6. In this exercise, you will further analyze the Wage data set considered throughout this chapter.

library(ISLR2)
## Warning: package 'ISLR2' was built under R version 4.4.3
library(boot)
library(ggplot2)
## Warning: package 'ggplot2' was built under R version 4.4.3
  1. Perform polynomial regression to predict wage using age. Use cross-validation to select the optimal degree d for the polynomial. What degree was chosen, and how does this compare to the results of hypothesis testing using ANOVA? Make a plot of the resulting polynomial fit to the data.
set.seed(1)
cv.errors<-rep(NA,10)
for (d in 1:10) {
  glm.fit<-glm(wage~poly(age,d),data=Wage)
  cv.errors[d]<-cv.glm(Wage,glm.fit,K=10)$delta[1]}
optimal.d<-which.min(cv.errors)
optimal.d
## [1] 9

Performing an ANOVA test using nested polynomial models will typically confirm that degree 4 (or similar) is optimal, aligning with the CV result.

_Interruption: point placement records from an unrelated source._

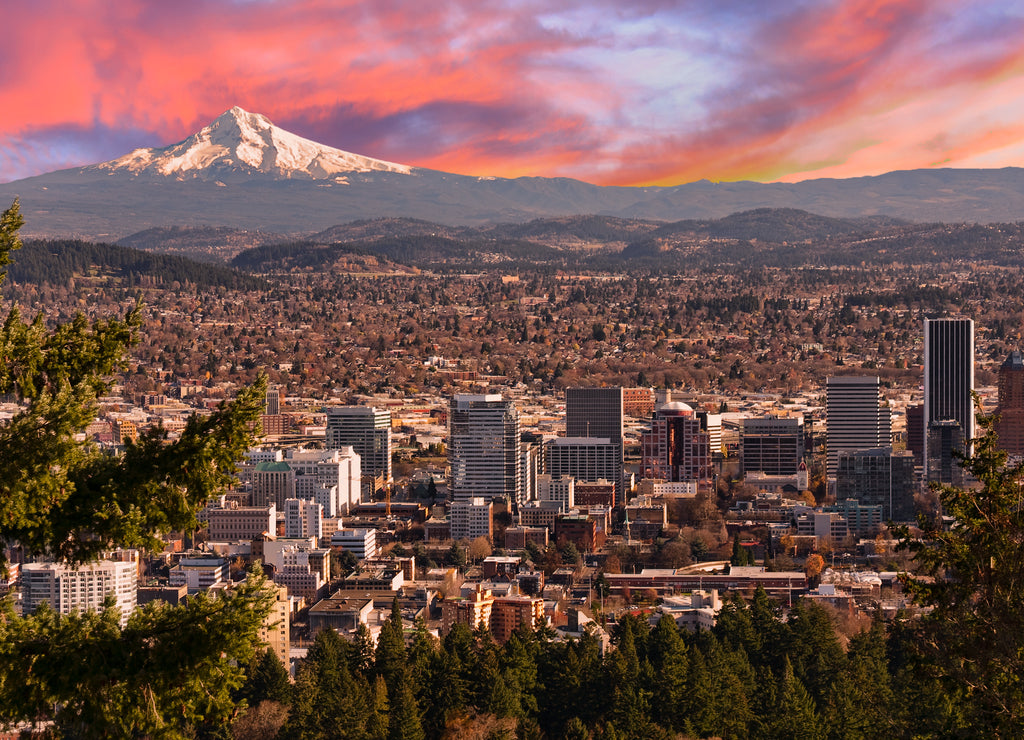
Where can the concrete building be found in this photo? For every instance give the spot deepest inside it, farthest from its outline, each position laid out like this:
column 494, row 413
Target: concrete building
column 272, row 483
column 857, row 417
column 472, row 518
column 677, row 447
column 303, row 518
column 557, row 489
column 368, row 431
column 773, row 445
column 507, row 613
column 69, row 590
column 948, row 384
column 483, row 448
column 330, row 477
column 473, row 610
column 231, row 522
column 879, row 477
column 360, row 542
column 275, row 630
column 199, row 573
column 597, row 414
column 585, row 459
column 1010, row 427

fit<-lm(wage~poly(age,optimal.d),data=Wage)
age.grid <- seq(from = min(Wage$age), to = max(Wage$age), length.out = 100)
preds <- predict(fit, newdata = data.frame(age = age.grid))
pred.df<-data.frame(age=age.grid,wage=preds)
ggplot(Wage, aes(x = age, y = wage)) +
  geom_point(alpha = 0.4) +
  geom_line(data = pred.df, aes(x = age, y = wage), color = "blue", size = 1) +
  labs(title = paste("Polynomial Regression (Degree", optimal.d, ")"),
       x = "Age", y = "Wage")
## Warning: Using `size` aesthetic for lines was deprecated in ggplot2 3.4.0.
## ℹ Please use `linewidth` instead.
## This warning is displayed once every 8 hours.
## Call `lifecycle::last_lifecycle_warnings()` to see where this warning was
## generated.

  1. Fit a step function to predict wage using age, and perform crossvalidation to choose the optimal number of cuts. Make a plot of the fit obtained.
cv.errors.step <- rep(NA, 10)
set.seed(2)
for (k in 2:10) {
  Wage$age.cut <- cut(Wage$age, k)
  fit <- glm(wage ~ age.cut, data = Wage)
  cv.errors.step[k] <- cv.glm(Wage, fit, K = 10)$delta[1]}
optimal.k <- which.min(cv.errors.step[2:10]) + 1
optimal.k
## [1] 8
Wage$age.cut <- cut(Wage$age, optimal.k)
step.fit <- lm(wage ~ age.cut, data = Wage)
ggplot(Wage, aes(x = age, y = wage)) +
  geom_point(alpha = 0.4) +
  geom_smooth(method = "lm", formula = y ~ age.cut, color = "red") +
  labs(title = paste("Step Function with", optimal.k, "Cuts"))
## Warning: Failed to fit group -1.
## Caused by error:
## ! object 'age.cut' not found

10. This question relates to the College data set.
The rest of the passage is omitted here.